A Father to a Son
On July 16th, 2009, I became a father to a son.
For some years, as a young boy, I had been a son to a father, but that had ended abruptly. Now I was thirty-nine years old and had a wife and a young daughter of my own. My wife was once again pregnant, and I was looking forward to a second child.
We had come to New York for the summer and were going to have the baby at a birthing center in Brooklyn. We stayed at our friends’ apartment in the East Village. It was a typical New York City summer; the air was hot, sticky, dirty, and alive with odors both pleasant and not. We spent our days waiting, walking around Tompkins Square Park, taking Sofia to play in the sprinklers. Soon, she was going to have a brother or a sister. A sibling to spend her childhood with.
My wife went into labor at seven that evening. Things moved along very quickly. We got in the car and sped across the Williamsburgh Bridge towards Coney Island, where the birthing center was. In the car my wife was working through all of the breathing techniques and meditations that we had learned together at our birthing class, but she was struggling to stay present. The labor was becoming more intense as I made my way through the busy evening traffic of Brooklyn. We arrived at the birthing center, a converted house, just as dusk fell. It was almost eight, and the birthing assistant, Olga, was not there yet. She was on her way, she had been at a dinner with friends. We sat in the car for five anxious minutes, until Olga finally arrived and quickly let us into the dark house. There were just the three of us in the building. I turned on a very dim bedside lamp and put on some music, and my wife lay down. We had been there for twelve minutes when the baby was born.

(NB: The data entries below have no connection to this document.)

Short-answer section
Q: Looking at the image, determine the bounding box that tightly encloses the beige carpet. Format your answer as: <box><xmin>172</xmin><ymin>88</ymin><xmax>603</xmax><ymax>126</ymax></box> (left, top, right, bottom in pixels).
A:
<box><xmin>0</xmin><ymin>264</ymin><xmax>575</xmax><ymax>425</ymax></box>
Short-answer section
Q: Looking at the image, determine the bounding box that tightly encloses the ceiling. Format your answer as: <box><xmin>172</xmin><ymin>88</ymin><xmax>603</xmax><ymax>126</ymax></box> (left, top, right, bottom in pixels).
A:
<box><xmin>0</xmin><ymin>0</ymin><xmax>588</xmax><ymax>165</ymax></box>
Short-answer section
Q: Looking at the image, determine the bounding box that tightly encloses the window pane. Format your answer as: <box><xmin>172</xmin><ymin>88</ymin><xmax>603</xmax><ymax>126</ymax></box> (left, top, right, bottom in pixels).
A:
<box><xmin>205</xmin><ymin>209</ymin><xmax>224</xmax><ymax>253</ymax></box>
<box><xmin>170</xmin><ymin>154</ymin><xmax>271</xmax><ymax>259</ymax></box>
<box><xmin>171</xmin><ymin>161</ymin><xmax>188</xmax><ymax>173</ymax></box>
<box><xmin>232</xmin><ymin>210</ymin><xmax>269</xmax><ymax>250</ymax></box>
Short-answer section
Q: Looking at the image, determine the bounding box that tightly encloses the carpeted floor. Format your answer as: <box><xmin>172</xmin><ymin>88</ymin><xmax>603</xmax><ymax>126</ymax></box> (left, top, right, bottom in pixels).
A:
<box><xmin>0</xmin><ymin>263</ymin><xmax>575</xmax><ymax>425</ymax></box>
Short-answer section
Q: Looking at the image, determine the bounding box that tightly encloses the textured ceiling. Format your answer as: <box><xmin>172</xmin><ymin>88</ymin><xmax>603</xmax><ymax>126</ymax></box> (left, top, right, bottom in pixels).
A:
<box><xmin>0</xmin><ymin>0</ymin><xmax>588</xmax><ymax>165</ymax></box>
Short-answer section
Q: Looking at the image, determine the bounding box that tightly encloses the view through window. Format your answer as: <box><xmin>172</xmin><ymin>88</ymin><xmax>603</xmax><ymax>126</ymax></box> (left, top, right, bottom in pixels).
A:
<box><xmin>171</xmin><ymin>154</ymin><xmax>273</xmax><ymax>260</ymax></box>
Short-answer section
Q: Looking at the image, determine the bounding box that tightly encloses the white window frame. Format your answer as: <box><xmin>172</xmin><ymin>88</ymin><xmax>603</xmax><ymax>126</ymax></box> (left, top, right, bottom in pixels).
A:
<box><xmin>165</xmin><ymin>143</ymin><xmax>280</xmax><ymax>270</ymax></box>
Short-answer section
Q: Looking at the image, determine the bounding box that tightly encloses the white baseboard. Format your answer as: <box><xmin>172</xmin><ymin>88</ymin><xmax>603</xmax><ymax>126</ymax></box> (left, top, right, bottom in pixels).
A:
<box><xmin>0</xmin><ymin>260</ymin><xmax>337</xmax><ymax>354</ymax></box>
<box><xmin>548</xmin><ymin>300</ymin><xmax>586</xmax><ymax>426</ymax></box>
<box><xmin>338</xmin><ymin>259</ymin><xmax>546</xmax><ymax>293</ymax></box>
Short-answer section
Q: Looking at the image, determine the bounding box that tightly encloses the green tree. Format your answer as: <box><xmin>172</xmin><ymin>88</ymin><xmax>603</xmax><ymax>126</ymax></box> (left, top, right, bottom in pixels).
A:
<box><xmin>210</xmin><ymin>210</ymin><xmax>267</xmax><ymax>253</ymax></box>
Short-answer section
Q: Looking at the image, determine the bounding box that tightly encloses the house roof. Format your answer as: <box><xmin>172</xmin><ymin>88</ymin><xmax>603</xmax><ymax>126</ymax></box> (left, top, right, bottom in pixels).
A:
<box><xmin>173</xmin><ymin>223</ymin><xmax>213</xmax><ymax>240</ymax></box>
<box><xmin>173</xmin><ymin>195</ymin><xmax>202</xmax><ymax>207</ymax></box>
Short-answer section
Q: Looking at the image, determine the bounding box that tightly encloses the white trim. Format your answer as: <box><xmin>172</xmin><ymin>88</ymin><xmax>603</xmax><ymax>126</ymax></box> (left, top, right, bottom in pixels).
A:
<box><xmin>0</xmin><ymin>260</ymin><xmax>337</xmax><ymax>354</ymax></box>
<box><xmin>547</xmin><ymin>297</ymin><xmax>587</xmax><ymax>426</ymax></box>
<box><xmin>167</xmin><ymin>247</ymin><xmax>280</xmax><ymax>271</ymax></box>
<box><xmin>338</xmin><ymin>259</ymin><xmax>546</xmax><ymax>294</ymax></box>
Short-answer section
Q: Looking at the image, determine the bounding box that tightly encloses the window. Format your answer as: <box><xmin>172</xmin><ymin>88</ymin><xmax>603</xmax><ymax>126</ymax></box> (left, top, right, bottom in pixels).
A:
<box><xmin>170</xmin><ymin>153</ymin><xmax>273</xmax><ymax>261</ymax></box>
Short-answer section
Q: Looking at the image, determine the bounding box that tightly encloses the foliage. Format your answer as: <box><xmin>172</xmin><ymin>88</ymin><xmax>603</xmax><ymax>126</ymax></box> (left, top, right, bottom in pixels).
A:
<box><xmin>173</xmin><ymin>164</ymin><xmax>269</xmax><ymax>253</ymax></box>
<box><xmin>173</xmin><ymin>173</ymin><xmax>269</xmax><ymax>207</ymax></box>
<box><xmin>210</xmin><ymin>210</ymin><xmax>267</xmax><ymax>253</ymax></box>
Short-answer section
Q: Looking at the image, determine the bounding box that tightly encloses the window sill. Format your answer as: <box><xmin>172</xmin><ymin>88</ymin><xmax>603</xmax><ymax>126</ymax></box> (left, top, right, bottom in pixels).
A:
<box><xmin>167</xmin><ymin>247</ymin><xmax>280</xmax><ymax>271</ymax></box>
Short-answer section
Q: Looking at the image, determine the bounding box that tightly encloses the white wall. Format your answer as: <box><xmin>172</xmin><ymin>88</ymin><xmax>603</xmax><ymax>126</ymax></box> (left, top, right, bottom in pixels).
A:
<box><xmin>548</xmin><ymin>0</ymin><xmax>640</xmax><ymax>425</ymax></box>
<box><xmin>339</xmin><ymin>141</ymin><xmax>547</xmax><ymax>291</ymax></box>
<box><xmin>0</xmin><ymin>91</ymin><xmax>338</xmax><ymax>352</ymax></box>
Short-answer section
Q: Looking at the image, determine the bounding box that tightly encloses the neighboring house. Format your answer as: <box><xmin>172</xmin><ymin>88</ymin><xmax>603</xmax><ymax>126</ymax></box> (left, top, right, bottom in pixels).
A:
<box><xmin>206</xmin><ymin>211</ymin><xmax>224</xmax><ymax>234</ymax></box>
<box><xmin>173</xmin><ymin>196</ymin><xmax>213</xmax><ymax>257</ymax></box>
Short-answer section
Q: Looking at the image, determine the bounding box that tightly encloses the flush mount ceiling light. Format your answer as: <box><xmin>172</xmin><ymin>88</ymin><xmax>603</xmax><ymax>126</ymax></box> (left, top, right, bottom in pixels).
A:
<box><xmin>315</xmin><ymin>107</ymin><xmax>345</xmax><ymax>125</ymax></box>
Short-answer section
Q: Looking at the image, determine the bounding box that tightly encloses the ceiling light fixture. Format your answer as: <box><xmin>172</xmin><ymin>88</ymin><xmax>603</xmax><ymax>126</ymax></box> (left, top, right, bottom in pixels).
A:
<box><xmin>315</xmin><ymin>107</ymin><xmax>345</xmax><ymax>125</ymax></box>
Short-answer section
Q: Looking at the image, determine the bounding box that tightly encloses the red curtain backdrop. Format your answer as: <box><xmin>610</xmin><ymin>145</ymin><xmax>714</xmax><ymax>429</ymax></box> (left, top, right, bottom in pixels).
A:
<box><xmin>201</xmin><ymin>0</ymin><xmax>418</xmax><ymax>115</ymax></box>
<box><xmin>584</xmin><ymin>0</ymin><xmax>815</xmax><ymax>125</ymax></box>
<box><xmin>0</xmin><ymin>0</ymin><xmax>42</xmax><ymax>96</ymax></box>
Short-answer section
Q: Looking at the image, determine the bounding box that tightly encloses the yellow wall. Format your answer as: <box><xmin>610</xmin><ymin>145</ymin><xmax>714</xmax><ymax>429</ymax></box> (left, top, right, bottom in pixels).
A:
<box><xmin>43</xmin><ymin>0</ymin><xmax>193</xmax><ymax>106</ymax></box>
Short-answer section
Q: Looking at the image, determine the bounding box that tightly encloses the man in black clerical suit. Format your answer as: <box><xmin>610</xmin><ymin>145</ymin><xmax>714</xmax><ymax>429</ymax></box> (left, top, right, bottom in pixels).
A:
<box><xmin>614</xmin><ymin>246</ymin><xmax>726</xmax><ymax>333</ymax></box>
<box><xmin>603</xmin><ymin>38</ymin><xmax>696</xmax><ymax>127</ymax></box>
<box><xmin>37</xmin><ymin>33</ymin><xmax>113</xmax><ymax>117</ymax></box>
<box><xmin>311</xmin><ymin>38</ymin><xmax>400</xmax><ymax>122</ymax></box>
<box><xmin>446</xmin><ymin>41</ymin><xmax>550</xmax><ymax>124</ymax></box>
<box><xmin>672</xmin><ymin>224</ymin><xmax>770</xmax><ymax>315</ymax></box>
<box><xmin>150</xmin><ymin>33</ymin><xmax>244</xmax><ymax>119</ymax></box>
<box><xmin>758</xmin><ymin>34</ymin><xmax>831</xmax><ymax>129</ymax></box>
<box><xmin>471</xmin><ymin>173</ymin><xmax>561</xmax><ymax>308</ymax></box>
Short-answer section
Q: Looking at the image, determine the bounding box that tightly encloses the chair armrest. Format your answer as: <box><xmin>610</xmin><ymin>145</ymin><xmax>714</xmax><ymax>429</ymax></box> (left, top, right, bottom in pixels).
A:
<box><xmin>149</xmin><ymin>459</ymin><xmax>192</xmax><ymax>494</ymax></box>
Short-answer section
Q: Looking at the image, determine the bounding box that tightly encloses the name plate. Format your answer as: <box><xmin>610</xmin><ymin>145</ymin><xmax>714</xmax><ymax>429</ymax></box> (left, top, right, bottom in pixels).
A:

The baby lets out its first, thin, bleating cry. Olga lifts the impossibly tiny infant and lays it on its mother’s chest. I watch, suspended. Olga gently covers them both with a clean white sheet. My wife wraps her arms around the baby and puts her face tenderly against its delicate, writhing body. I am lying next to them, holding my wife close, and I see small tears roll off her cheek onto the side of the baby’s head, and then off onto the bedsheets. We lie like that for some minutes, a time with no real dimension. There is an overwhelming peace about this first union. My wife’s eyes are closed, but I know that she is not sleeping. My hand is on the baby’s back as it moves its limbs, making tiny noises as it seeks out its world. With my free hand, I slowly raise the white cotton sheet that is covering the baby and lift its hip a few degrees. I see a penis. I lower him down again, and notice that he has latched on to a nipple and is drinking hungrily. I lift my head and whisper to my wife,
“It’s a boy. We have a boy.”
I closed my eyes. A space opened in my chest and grew until it was cavernous, bottomless. The pendulum that had been swinging in one direction for most of my life had come to rest at the top of its arc and was now about to begin its return journey.